Claire Goll – Nota come moglie
del poeta Yvan Goll, e ancora di più per avere orchestrato una campagna denigratoria
contro Paul Celan, il maggior poeta di lingua tedesca del dopoguerra, che
accusava di plagio – probabilmente causandone il suicidio.
Era Clara
Aischmann, nata a Norimberga, nel 1890. Sposa a 21 anni, nel 1911, a Lipsia, allora
capitale europea dell’editoria, con l’editore svizzero Heinrich Studer. Col
quale ebbe una figlia, Dorothea Elisabeth. Cinque anni dopo lasciava Lipsia e Studer,
nel pieno della guerra, per trasferirsi a Ginevra, per studiare all’università,
partecipare al movimento pacifista, e avviare una carriera indipendente, come
giornalista. Nel 1917, mentre divorziava
da Studer, incontrò incontrò il letterato e poeta “Yvan Goll”, nato Isaac Lang,
un francese naturalizzato tedesco, col quale si fidanzò. Un anno dopo ebbe una relazione
anche con Rilke – col quale sarebbe rimasta in corrispondenza – ma senza abbandonare
Goll. Ed esordiva con una raccolta di poesia, anche lei, e una di racconti. Con
Yvan Goll si erano stabiliti in Ascona. Nel 1919 si spostò con Goll a Parigi, e
nel 1921 se lo sposò. Continuò nei primi anni Venti a pubblicare poesia, in francese,
come scrittrice e poetessa franco-tedesca. E insieme con Yvan una “Canzone d’amore
condivisa” in tedesco, “Wechselgesang der
Liebe“.
Entrambi ebrei,
Claire e Yvan Goll nel 1939 ripararono a New York. Nel 1947 tornarono a Parigi.

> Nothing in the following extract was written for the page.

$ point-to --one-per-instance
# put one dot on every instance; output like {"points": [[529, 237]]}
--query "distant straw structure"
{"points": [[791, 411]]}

Nel 1950 Yvan moriva. Claire vivrà fino al 1977. Un’esistenza segnata da una guerra
feroce contro
Celan, il massimo
peta di lingua tedesca del dopoguerra. Nonché, prima e dopo la morte di Yvan, da
un’intensa vita sociale, amica, spiega nelle sue memorie, “Cercando di
afferrare il vento” (un repertorio di celebrità, esattamente 53), del tout
Paris, come usava allora dire: Malraux, Léger, Cendrars, Chagall, Robert
Delaunay, Joyce, Rilke naturalmente, Picasso, Dalí, Einstein, Jung, Artaud,
Brancusi, Henry Miller – nonché Majakovskij, di passaggio a Parigi – sono solo alcuni
dei nomi dell’elenco.
Dario Borso la
esecra e la celebra sul “Robinson”, da traduttore e cultore di Paul Celan, cui
la Goll rese la vita durissima, nonché della stessa Goll, delle memorie “Cercando
di afferrare il vento”. Una guerra durata vent’anni, fino alla sua morte, nel
1977, sette anni ancora dopo il suicidio di Celan.
Dopo morte del marito,
Claire Goll si era resa celebre accusando “l’amico” Celan di avere letteralmente
copiatole poesie del defunto. La cosa si dimostra non vera a tutti gli esami comparatii.
Ma Celan, colpito da depressione, il 20 aprile del 1970 si buttava nella Senna.
Nelle memorie pubblicate
in vita, “Cercando di afferrare il vento”, a oltre 80 anni accusò Celan di molestie
sessuali a suo danno. Richiesta del perché non avesse denunciato le molestie
prima, se non altro nella vicenda del plagio, “si giustificò dicendo”, spiega Borso,
“di non averlo denunciato prima a causa di un giuramento sulla memoria sacra
del marito. Giuramento tra lei e lo stesso Celan…. Aggiunse che ora voleva
«smascherare pubblicamente Celan». E lo trattò alla stregua di un giuda che
aveva tradito il suo maestro, cioè Yvan Goll. Si spinse a dire che entrambi si
suicidarono – uno impiccandosi, l’altro gettandosi nella Senna - per uno
spaventoso senso di colpa”. Oltre che “terribile”, Borso la dice “anche
terribilmente bella e terribilmente intelligente. Era ebrea come Celan. La
schiera dei suoi amanti è una lista impressionante di nomi prestigiosi”. E li
elenca: “Joyce, Rilke, Malraux, Picasso, Chagall, Dalì, Einstein, Jung, Henry
Miller”. Pur precisando: “Non con tutti andò a letto”. Anche perché l’erotismo
non le interessava: “Nelle sue memorie confessò che il primo orgasmo lo aveva
provato a 76 anni!”. Soprattutto, si direbbe, amava odiare: “In un’intervista rilasciata
prima di morire fece notare che tutte le persone che le avevano fatto del male
erano crepate. In particolare ne citò tre: sua madre, l’editore Kurt Wolff e
Paul Celan.
La lista dei “suoi
amanti” la fa anche una mitomane, oltre che una perversa cattiva.